Mike's mutilated remains turn up in the desert by the army base, and Hank demands some answers. But he gets little help from military officials—surprise, surprise—or Mike's platoon buds, so he appeals to police detective Emily Sanders (Theron, a little too gorgeous as a small-town cop proving her mettle to the big boys). With her help, Hank starts piecing together the clues.

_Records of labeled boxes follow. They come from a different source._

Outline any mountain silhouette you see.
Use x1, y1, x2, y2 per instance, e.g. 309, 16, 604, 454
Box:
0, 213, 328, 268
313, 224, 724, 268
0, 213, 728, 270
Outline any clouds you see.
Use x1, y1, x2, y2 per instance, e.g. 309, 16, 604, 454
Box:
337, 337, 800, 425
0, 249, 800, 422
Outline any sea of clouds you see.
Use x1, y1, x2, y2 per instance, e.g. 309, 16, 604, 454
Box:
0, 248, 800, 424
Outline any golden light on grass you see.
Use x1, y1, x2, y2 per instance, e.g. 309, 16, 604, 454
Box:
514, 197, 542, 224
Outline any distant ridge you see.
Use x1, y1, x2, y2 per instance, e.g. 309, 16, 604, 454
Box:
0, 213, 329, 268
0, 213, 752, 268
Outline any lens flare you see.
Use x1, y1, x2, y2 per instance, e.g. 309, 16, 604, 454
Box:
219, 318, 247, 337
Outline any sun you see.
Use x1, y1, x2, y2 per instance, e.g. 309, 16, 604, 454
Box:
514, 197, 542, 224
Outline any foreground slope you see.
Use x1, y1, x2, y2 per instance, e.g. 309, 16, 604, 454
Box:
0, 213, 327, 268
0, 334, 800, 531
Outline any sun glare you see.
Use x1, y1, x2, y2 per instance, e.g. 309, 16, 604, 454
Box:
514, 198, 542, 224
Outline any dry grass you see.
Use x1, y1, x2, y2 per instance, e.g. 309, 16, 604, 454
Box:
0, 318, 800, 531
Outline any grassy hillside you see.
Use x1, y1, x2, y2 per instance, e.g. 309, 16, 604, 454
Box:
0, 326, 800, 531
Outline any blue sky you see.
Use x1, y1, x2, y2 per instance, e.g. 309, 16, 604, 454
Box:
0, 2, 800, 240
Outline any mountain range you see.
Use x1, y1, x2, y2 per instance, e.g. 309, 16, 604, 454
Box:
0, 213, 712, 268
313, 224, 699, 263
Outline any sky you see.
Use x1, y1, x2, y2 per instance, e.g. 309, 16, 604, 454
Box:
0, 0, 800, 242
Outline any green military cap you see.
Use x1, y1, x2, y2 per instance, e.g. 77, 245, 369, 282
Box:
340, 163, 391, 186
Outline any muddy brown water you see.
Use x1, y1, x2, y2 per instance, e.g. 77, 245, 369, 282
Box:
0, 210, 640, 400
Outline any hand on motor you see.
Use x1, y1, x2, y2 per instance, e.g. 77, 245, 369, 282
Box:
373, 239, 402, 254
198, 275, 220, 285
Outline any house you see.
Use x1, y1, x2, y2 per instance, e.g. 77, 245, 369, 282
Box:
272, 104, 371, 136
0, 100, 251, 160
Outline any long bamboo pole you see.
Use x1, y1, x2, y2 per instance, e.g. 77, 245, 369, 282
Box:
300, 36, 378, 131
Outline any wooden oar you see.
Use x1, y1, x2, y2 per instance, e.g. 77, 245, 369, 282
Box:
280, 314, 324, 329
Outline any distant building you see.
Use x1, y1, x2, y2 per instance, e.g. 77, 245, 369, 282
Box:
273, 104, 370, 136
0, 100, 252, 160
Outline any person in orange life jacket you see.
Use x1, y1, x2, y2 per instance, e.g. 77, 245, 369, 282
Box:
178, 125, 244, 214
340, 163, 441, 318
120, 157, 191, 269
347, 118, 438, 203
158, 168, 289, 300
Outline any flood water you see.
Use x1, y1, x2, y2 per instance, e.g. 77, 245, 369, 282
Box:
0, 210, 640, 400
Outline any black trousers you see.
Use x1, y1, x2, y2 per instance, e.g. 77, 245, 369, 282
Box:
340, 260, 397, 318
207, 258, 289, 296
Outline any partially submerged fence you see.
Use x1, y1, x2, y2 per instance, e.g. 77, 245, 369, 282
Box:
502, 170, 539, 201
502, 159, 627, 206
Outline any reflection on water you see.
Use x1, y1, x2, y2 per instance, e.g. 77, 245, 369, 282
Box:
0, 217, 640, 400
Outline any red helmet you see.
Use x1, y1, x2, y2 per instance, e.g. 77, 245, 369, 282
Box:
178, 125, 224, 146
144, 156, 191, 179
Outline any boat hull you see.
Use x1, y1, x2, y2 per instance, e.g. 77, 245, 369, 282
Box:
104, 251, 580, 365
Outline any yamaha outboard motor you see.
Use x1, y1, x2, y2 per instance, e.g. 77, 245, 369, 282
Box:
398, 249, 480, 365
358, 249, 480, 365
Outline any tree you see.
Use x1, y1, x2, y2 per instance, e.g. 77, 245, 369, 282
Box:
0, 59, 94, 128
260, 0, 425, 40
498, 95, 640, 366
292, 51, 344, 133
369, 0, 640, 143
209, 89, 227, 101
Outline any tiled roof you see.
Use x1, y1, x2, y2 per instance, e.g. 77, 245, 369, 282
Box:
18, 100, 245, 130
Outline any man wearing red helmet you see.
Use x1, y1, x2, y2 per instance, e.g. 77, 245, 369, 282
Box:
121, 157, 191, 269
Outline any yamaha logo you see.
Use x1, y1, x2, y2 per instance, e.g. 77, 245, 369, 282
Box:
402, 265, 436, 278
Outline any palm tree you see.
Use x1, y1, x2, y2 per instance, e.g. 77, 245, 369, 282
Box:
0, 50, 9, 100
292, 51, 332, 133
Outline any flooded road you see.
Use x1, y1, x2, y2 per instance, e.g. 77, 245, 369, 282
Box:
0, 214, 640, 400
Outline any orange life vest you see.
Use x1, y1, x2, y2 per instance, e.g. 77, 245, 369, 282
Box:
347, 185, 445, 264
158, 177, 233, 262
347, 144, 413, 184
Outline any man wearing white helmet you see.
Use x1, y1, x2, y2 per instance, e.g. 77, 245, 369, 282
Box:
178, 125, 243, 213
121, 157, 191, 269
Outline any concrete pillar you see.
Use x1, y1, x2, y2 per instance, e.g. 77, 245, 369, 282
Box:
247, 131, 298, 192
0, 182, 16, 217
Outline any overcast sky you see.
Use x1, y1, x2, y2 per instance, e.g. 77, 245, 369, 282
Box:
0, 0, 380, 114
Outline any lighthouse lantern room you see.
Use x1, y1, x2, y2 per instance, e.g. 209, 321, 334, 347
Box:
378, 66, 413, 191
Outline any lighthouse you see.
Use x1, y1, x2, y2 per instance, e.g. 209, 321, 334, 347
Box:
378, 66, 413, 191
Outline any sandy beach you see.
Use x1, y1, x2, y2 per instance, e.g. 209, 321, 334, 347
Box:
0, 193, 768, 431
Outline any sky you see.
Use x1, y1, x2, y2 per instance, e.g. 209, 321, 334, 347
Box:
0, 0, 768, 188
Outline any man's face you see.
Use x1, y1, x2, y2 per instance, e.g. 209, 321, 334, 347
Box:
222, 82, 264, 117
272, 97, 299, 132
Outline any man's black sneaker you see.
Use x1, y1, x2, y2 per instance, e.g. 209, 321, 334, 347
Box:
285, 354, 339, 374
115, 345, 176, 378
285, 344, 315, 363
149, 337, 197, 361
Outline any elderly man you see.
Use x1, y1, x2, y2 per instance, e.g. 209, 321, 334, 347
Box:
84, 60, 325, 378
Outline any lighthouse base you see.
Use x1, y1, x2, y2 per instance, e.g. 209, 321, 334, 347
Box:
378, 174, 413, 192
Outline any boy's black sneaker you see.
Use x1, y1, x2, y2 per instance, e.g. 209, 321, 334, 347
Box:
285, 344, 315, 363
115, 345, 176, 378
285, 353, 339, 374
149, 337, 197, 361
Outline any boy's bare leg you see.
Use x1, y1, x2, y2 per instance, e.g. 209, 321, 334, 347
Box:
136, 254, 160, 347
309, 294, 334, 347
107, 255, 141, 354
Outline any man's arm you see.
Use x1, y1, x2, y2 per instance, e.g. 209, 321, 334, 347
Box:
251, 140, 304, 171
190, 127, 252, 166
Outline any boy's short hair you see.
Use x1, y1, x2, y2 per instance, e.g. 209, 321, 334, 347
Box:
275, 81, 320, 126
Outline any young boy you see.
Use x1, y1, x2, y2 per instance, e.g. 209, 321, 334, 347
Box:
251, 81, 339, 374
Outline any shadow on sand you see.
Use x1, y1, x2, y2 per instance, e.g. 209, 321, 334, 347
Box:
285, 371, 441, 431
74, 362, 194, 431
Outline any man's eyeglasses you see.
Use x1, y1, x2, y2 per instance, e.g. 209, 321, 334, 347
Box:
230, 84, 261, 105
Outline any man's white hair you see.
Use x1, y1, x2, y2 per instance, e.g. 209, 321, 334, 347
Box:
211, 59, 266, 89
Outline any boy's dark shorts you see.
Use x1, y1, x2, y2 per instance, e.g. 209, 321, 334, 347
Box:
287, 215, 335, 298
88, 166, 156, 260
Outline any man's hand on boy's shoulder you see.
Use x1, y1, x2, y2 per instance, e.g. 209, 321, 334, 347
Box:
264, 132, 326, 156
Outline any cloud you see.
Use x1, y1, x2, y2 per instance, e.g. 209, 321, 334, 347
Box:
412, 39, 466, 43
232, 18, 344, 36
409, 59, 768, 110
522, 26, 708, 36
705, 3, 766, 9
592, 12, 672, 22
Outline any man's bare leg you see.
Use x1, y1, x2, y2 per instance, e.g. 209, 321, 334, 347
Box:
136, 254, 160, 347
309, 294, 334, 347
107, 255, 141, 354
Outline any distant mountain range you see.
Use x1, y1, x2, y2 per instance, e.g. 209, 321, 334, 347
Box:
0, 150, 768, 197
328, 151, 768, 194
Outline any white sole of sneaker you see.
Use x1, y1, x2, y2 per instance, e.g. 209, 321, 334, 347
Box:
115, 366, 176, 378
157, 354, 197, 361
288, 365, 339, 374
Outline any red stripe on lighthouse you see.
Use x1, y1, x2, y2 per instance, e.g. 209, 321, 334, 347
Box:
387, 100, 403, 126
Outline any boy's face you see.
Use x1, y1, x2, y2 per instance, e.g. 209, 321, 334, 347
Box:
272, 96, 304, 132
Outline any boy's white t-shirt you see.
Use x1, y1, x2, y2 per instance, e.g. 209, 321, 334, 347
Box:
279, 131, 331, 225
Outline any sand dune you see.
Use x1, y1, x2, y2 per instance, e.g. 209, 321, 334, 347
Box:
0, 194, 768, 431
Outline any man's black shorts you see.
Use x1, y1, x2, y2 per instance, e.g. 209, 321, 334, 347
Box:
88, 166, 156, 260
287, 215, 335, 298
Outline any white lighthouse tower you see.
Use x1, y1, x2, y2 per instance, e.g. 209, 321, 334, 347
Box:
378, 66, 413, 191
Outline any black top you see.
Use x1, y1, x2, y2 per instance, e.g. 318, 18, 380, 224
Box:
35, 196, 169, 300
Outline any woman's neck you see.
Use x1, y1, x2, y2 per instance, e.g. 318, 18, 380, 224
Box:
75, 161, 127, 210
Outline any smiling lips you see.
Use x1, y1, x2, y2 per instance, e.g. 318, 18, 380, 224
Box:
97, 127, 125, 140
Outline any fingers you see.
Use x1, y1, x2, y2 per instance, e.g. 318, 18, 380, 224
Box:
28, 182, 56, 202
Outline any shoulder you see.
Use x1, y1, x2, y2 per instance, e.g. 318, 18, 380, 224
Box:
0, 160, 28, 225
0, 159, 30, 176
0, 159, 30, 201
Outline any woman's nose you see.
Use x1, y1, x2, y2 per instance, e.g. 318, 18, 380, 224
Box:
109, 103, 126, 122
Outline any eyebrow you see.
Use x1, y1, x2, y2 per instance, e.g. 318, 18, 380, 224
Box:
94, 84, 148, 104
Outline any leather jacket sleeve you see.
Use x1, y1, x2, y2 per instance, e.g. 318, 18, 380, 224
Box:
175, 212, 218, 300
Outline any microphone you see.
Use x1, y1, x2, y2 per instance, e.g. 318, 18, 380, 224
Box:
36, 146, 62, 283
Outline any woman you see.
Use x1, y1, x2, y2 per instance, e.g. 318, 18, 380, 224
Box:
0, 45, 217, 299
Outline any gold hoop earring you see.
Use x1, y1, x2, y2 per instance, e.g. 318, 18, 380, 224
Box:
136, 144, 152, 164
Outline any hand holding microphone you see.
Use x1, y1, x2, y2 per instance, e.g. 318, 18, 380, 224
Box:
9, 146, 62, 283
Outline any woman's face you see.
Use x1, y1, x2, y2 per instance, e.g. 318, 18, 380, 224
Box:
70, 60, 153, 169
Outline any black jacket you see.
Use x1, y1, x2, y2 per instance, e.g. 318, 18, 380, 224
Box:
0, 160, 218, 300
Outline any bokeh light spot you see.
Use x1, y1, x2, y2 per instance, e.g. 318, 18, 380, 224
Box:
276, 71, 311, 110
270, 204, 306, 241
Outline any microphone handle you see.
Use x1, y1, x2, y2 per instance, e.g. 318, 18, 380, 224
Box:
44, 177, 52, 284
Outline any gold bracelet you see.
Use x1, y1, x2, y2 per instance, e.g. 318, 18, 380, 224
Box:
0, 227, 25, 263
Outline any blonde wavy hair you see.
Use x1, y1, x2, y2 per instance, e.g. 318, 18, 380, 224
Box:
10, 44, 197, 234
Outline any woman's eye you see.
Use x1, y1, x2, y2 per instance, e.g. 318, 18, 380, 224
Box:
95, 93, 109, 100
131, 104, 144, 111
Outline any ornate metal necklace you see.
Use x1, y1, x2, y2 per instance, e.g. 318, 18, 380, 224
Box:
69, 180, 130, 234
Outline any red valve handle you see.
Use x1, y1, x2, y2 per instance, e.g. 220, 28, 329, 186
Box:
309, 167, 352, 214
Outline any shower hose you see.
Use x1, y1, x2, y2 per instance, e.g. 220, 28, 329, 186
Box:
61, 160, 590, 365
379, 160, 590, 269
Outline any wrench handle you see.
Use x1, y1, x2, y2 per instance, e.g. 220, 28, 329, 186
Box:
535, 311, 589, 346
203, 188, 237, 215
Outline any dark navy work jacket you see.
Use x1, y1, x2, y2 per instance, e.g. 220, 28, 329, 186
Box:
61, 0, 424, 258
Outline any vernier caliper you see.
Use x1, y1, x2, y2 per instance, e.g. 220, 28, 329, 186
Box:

Though the film follows a murder-mystery structure and does so effectively, Elah is actually a commentary on the ravages of war: How it destroys the bodies and psyches of our soldiers, tears apart our families and our nation. Unfortunately, Haggis has a tendency to get heavy-handed with his themes. For instance, the title—for those needing a Sunday School refresher—references the setting of the David and Goliath story. And in a bedtime scene reminiscent of Crash, Hank tells Emily's son how the small boy slew the giant with a well-placed stone between the eyes.
Okay, I get it. I don't need to be hit on the head like Goliath (the film's understated gems are enough, thanks). Though perhaps some people—especially in our government—still do.
The 180—a Second Opinion: As Scarlett O'Hara complained, "War, war, war! This war talk's spoiling all the fun at every party this spring! I get so bored I could scream!" Well, if all these war movies threaten to spoil your fun this fall, then frankly, my dear, you should say "Fiddle-dee-dee" to Elah and the rest.